First World War set world change in motion
Posted 2 months ago
JEFF HELSDON PHOTO
Robert Stewart, left, and Legion past-president Bill Findley examine a gas mask used for babies prior to Stewart's presentation on the First World War as a part of Remembrance Week.
By Jeff Helsdon
Staff Writer
It's said the young country of Canada became a nation when its soldiers won at Vimy Ridge.
Local historian Robert Stewart - who spoke at the Legion Saturday as part of Week of Remembrance activities in Tillsonburg - presented a hypothesis that went a step further, saying the First World War changed society in Canada, and the world, from an old-fashioned agriculture-based society to a modern one.
"It sets in motion many of the events we've seen in the last 100 years and some of the same problems we still have today," he said.

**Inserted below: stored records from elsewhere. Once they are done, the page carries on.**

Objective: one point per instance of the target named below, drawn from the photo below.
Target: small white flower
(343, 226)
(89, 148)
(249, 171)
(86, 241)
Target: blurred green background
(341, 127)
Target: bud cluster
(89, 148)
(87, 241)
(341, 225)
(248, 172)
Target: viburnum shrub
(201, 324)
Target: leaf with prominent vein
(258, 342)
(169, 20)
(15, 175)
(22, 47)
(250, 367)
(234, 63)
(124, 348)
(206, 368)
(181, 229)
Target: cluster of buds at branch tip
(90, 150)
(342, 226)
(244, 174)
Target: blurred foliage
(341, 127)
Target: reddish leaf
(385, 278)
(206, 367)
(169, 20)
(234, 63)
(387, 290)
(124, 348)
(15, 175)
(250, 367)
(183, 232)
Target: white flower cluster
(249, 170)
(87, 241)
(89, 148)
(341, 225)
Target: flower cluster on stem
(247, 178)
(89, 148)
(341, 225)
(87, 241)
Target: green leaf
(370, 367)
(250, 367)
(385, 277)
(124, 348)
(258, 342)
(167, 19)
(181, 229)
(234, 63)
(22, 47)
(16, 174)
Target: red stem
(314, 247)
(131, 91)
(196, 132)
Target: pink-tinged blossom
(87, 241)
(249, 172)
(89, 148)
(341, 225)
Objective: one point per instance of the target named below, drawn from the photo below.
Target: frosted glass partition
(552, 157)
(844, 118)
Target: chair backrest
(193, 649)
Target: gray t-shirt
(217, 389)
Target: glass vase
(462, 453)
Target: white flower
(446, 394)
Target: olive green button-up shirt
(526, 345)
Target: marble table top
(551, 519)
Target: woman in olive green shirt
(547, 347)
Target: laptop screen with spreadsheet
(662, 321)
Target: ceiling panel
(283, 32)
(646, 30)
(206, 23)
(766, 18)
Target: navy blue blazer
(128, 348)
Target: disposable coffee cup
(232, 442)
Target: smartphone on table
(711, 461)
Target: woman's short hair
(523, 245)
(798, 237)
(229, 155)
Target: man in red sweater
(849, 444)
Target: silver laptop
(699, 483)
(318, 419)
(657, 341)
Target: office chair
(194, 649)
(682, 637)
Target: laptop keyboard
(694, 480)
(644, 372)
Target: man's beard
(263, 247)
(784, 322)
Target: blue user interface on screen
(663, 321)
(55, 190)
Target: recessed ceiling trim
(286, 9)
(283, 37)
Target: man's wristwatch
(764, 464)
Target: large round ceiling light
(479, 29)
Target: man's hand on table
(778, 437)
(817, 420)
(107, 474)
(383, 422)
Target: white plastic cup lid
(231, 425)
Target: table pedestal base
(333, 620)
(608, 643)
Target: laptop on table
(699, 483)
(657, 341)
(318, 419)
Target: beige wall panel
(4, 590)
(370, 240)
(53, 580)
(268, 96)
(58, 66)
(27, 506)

In 1914, the largest department in the Canadian government was the post office. By 1918, Canadian government was managing how industrialization takes place, recruitment of soldier and is a food source for the soldiers of the entire British Empire.
"We've never gone back to the level where the post office is the biggest employer of government services," he said.
War itself also started to change in the First World War, Stewart explained. At one time, war was about armies fighting armies. The First World War started a new trend where countries fought with technology and the race was on to build bigger, better weapons.
"We're not just fighting the enemy's armies, but their ability to develop weapons," he said.
Prior to 1914, it was a rare instance where civilians became military targets. That all changed in the First World War and now it's routine for military leaders to target civilians.
Prior to the war, many countries were still run by monarchies. Stewart mentioned Germany, Russia, Austro-Hungarian Empire and England as examples. By the end of the war, four previously-existing monarchies were gone and the fifth (Britain) was in decline.
The collapse of the Ottoman Empire and Austro-Hungary caused many of the problems later in the century.
"Some of the flashpoints in international relations in the last 30, 40, 50 years came about because of the First World War," Stewart said.
Besides being a local lawyer and also having both a bachelors and masters in history, Stewart is a member of the Great War Society and Museum of Applied Military History. As a history student, his summer job was working for Parks Canada at national historic sites as an interpreter dressed for the era. He loved that job so much he still does it as a volunteer with these two groups.